Electroacupuncture Reduced Airway Inflammation by Activating Somatosensory–Sympathetic Pathways in Allergic Asthmatic Rats
Electroacupuncture (EA) has been recognized as an effective treatment for various respiratory disorders, including asthma. However, the underlying mechanisms by which EA protects lung function remain poorly understood. This study aimed to explore the neuroanatomical mechanisms through which EA stimulation at the BL13 acupoint (Feishu) improves asthma symptoms. The findings reveal that EA reduces airway inflammation and mucus secretion by activating somatosensory–sympathetic pathways, providing a new explanation and clinical basis for the use of EA-BL13 in treating allergic asthma and other respiratory disorders.
Introduction
Acupuncture, a traditional Chinese medicine practice, has been shown to reduce airway inflammation and improve lung function in respiratory disorders. Although the physical presence of meridian channels has not been proven, contemporary studies suggest that somatosensory–autonomic pathways may explain the functional connections between somatic regions and internal organs. Somatic stimulation activates primary sensory neurons, which transmit sensory information from the spinal cord to the brain or subsequent spinal neurons, thereby activating the autonomic nervous system. Previous studies have demonstrated that EA stimulation initiates vagal or sympathetic efferent pathways to inhibit systemic inflammation.

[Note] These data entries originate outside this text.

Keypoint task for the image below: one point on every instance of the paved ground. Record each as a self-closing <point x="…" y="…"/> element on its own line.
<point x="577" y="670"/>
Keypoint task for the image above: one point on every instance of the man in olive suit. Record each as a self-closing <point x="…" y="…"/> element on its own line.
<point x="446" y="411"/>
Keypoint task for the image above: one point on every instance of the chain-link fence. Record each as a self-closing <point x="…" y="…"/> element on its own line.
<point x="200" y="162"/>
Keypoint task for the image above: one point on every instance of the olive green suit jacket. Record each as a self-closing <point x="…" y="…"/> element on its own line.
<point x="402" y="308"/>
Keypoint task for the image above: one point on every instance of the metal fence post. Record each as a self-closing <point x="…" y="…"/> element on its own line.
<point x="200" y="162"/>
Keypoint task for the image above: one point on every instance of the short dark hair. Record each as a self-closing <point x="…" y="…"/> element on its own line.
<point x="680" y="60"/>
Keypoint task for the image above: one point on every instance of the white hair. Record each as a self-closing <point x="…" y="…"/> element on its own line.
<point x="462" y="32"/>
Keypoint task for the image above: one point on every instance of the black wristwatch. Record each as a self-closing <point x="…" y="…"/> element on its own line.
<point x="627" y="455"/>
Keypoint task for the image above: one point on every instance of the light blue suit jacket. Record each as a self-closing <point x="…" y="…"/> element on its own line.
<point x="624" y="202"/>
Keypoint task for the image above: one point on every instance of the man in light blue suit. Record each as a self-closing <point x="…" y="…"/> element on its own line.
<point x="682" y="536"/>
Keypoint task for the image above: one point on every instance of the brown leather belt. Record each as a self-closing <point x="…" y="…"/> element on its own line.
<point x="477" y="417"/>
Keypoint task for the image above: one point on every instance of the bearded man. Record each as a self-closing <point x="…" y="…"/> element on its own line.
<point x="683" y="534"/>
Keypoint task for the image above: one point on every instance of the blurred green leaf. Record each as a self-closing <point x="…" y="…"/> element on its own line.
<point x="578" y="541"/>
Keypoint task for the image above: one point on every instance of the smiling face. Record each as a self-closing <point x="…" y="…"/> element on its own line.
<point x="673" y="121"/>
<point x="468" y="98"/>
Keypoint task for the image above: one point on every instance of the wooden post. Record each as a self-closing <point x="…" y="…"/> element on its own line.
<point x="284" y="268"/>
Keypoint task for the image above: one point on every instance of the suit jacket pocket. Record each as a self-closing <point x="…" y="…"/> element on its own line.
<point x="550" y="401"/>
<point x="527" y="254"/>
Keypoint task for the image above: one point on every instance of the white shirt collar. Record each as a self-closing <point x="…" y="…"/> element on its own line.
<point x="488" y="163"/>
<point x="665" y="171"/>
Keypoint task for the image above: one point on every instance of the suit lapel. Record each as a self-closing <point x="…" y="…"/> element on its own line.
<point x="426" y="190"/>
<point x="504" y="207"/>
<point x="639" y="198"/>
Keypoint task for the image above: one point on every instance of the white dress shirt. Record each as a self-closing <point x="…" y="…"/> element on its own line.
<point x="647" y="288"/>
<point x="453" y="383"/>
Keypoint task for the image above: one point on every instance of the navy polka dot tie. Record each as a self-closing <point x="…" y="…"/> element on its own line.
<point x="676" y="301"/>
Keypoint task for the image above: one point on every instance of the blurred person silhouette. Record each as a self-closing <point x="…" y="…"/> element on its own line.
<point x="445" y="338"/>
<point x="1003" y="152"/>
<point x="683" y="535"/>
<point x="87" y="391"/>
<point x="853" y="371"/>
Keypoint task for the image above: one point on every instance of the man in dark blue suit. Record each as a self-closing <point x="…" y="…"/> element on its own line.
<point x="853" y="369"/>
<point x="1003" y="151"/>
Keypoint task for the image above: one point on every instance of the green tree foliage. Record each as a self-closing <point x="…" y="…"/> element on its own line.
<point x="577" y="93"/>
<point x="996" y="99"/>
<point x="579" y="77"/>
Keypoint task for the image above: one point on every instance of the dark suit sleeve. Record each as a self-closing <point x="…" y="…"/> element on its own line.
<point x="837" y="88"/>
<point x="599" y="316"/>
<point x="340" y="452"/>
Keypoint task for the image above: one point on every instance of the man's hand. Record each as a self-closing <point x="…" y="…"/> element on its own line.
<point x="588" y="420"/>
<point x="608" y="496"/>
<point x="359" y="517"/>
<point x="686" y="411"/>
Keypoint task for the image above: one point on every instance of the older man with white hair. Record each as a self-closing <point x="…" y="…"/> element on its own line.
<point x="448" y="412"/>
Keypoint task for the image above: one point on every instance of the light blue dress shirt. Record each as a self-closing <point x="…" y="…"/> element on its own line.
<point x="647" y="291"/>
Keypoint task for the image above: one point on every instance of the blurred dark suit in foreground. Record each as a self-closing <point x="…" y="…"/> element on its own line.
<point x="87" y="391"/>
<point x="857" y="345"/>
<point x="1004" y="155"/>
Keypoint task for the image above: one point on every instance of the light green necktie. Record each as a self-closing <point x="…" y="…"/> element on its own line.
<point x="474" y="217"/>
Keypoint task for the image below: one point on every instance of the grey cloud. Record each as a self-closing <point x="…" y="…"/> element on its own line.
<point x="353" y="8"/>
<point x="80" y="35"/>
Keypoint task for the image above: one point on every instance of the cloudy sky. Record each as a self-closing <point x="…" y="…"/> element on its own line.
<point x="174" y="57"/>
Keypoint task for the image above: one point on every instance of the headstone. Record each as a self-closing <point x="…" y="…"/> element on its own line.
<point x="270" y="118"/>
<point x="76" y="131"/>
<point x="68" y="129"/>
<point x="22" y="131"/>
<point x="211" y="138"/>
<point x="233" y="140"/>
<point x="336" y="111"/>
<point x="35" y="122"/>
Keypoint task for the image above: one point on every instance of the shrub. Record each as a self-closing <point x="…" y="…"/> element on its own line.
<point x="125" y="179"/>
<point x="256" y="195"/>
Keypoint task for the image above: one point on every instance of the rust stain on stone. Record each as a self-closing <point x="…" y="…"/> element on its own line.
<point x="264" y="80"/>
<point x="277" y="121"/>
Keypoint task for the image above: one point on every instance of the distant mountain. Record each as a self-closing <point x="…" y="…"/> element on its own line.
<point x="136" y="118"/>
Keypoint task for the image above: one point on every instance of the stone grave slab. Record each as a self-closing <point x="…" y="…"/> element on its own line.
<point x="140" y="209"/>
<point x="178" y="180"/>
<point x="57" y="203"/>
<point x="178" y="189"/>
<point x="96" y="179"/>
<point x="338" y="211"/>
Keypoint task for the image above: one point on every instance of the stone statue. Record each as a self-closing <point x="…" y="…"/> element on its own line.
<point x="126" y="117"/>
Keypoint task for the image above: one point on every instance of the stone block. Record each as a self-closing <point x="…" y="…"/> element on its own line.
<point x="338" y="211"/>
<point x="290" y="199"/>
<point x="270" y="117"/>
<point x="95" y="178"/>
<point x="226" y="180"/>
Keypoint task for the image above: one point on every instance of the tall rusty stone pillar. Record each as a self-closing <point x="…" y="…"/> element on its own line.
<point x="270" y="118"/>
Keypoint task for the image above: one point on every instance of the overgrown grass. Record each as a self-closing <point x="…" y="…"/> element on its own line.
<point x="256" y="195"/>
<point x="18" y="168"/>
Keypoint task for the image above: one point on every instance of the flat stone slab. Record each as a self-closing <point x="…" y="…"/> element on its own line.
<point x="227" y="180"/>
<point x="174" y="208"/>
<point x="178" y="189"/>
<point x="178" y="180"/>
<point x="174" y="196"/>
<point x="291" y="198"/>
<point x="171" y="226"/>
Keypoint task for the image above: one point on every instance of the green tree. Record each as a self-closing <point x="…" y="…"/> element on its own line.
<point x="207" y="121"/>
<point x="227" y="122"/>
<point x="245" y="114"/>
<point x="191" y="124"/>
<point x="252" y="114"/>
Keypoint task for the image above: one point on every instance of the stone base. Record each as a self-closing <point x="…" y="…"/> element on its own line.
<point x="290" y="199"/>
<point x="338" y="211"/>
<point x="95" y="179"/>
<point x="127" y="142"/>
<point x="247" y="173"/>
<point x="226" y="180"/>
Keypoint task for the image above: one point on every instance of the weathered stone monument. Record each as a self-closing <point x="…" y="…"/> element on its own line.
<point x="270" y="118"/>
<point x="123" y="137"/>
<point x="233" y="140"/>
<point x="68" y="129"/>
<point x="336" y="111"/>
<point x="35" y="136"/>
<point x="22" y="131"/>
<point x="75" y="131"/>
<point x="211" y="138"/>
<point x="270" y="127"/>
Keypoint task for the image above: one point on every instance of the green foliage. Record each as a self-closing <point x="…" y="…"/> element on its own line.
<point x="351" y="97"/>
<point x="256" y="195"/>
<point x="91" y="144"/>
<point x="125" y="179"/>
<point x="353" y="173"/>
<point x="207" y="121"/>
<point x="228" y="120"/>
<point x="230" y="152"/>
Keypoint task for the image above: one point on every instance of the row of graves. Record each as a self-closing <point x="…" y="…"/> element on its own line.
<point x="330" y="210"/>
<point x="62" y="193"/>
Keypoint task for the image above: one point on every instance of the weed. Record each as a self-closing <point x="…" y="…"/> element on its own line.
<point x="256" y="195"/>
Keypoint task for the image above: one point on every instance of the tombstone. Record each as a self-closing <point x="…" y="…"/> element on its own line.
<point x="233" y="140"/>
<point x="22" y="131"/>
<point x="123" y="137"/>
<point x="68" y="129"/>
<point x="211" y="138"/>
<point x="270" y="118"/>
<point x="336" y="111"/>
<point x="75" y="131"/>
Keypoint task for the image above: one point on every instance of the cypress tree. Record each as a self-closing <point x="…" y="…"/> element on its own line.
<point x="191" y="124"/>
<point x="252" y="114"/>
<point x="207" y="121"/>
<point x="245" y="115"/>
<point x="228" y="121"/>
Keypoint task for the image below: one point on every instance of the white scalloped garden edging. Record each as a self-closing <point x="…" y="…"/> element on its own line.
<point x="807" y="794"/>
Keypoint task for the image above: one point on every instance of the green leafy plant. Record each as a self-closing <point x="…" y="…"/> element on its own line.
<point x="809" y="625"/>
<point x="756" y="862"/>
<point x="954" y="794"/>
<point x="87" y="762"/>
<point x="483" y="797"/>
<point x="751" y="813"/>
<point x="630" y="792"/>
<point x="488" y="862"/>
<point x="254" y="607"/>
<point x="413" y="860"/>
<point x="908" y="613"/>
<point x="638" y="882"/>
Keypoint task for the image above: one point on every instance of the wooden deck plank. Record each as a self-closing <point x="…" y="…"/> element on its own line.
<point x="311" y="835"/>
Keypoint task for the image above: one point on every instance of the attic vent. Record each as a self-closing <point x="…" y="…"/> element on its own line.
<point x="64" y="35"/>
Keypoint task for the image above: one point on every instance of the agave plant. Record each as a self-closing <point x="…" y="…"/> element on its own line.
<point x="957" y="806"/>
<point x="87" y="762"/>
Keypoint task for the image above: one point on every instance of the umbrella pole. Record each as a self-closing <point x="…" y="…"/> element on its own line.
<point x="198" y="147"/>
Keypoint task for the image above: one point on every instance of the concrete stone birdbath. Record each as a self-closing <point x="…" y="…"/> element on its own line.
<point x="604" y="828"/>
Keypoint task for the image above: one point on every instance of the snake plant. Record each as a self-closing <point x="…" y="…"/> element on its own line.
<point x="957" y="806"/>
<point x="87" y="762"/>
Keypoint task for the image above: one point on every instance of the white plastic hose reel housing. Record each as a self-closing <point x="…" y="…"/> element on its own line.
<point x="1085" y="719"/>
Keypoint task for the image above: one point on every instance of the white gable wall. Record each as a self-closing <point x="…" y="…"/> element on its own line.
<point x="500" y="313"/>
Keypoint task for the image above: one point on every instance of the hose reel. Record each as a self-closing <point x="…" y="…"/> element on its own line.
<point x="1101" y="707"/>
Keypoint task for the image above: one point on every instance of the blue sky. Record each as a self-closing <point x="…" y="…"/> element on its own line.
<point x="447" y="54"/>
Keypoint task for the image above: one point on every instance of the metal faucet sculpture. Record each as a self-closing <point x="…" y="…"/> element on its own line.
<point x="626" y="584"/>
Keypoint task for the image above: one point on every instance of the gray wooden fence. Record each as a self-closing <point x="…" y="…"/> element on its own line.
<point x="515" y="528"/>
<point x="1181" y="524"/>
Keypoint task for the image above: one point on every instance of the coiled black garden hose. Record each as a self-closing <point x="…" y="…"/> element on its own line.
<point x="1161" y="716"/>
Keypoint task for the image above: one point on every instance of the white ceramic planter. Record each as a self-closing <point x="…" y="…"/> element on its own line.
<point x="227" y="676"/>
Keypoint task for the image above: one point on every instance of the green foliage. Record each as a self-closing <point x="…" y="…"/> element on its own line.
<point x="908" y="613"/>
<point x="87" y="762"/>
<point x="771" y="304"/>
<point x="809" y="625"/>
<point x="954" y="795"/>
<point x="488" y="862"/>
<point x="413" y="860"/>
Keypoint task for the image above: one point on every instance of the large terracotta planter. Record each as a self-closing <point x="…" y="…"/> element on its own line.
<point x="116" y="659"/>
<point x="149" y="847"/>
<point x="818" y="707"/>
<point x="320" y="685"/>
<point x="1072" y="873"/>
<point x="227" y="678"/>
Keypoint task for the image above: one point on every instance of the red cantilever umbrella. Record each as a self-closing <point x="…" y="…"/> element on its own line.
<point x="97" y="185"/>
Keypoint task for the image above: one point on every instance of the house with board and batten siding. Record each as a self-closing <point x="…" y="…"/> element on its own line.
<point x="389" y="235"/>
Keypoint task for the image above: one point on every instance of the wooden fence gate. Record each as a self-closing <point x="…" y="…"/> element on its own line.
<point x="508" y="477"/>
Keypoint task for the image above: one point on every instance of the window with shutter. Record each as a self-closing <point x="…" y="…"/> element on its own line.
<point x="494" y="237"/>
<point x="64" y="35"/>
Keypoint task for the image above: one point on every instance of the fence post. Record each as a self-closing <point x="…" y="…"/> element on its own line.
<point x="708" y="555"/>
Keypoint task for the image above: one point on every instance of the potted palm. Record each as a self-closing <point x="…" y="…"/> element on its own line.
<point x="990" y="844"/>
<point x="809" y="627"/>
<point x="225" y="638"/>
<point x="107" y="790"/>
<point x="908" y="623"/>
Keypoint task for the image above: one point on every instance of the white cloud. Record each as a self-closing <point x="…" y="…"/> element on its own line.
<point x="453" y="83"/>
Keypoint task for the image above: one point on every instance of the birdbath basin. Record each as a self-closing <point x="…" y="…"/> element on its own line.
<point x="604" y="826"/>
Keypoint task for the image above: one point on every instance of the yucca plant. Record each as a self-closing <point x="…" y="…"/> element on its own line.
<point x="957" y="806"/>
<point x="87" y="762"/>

The lung is innervated by both sympathetic and parasympathetic nerves. The sympathetic nervous system causes the relaxation of bronchial smooth muscle and inhibits mucus secretion, while the parasympathetic system has the opposite effect. Sympathetic preganglionic neurons (SPNs) are located in the intermediolateral (IML) nuclei of the spinal cord and send postganglionic fibers to the sympathetic trunk. Catecholamines released from these fibers target adrenergic receptors (ARs), which are involved in bronchodilation and inflammatory responses.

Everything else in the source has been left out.